How does it feel to finally have your book out in the hands of readers? Do you have any events planned you want people to know about?
It’s surreal. Completely and freakishly surreal. The first time I saw a copy of it on someone else’s Kindle, I cried. When strangers started leaving thoughtful reviews on Goodreads, I cried. Basically, there’s been a lot of crying going on here.
As I write this, events are still being planned and finalized. But as they come together, I’ll be sure to update my website and Facebook pages.
Is there any other advice you'd like to pass on to others pursuing publication? Anything you would have done differently?
Find your people. The critique partners and beta readers who get your stories. The friends who will listen to you whine about getting shot down at acquisitions. The ones who will send you random gifs of Zach Morris when you’re having a crappy day. They’ll make this journey a hundred times more bearable. Sometimes they’ll even make it fun.
If I had a time machine, I’d go back to 1992 and tell my fifth-grade self to rethink that whole pink polka-dotted overalls look. Then I’d fast forward to 2013 and 2014 and tell my Without Borders-writing self to trust my gut. When I first started writing, I tried to take every bit of advice and incorporate every suggestion. Yeah, maybe that version of the story had no passive voice or adverbs or whatever. But it also had no voice. Since then I’ve learned to trust myself and let my voice shine through—even if that means it’s flawed and has more “to be” verbs than some prefer. My stories are better for it.

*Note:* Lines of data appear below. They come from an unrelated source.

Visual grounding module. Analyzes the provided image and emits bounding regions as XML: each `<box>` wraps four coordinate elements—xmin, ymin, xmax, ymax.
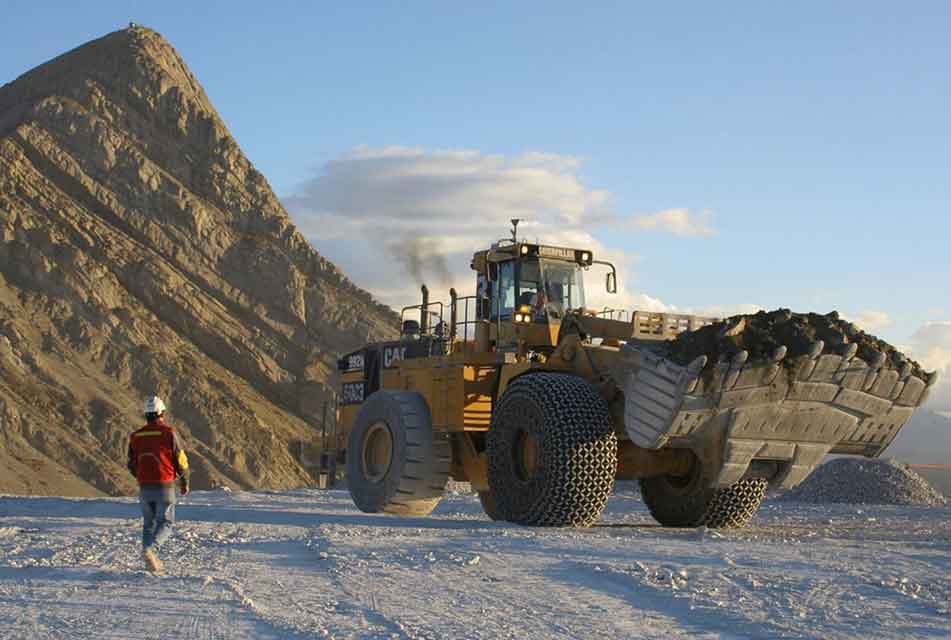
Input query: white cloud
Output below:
<box><xmin>687</xmin><ymin>303</ymin><xmax>764</xmax><ymax>318</ymax></box>
<box><xmin>284</xmin><ymin>147</ymin><xmax>709</xmax><ymax>311</ymax></box>
<box><xmin>909</xmin><ymin>320</ymin><xmax>951</xmax><ymax>411</ymax></box>
<box><xmin>627</xmin><ymin>209</ymin><xmax>714</xmax><ymax>236</ymax></box>
<box><xmin>847</xmin><ymin>309</ymin><xmax>893</xmax><ymax>332</ymax></box>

And, just for fun, which other YA hero/heroine from a different book/series would your main character Annie most like to go on vacation with?
Cath from Rainbow Rowell’s Fangirl. I think they’d bond over what it means to leave an ill parent behind to pursue their own dreams. And Cath is just a kickass character all around.
Thank you so much for your participation in this Wednesday Debut Interview!
Cool sounding book. Congratulations.